Jobmotor Digitale Wirtschaft: Bald arbeiten 1 Million Menschen in der Branche?

Eine großartige Zahlenschlacht: In der ITK-Branche sind offenbar so viele Menschen beschäftigt wie nie zuvor. Die Unternehmen bieten im laufenden Jahr nach aktuellen Berechnungen des BITKOM voraussichtlich 953.000 Menschen Arbeit, was rund 10.000 zusätzlichen Arbeitsplätzen als noch Ende 2013 entspricht. Innerhalb von fünf Jahren haben die IT-Unternehmen fast 100.000 neue Arbeitsplätze geschaffen, vor allem in den Bereichen Software und IT-Dienstleistungen.

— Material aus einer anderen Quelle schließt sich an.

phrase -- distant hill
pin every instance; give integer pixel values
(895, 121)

BITKOM-Präsident Prof. Dieter Kempf / Quelle: BITKOM

BITKOM-Präsident Prof. Dieter Kempf / Quelle: BITKOM

„Die IT-Branche ist damit der zweitgrößte industrielle Arbeitgeber in Deutschland, knapp hinter dem Maschinenbau, aber deutlich vor anderen Branchen wie etwa der Elektronik- oder der Automobilindustrie. Dabei geht die Bedeutung von IT für die deutsche Wirtschaft längst über die Branche selbst hinaus. Digitalisierung ist der entscheidende Innovationstreiber für alle Sektoren“, sagte BITKOM-Präsident Prof. Dieter Kempf.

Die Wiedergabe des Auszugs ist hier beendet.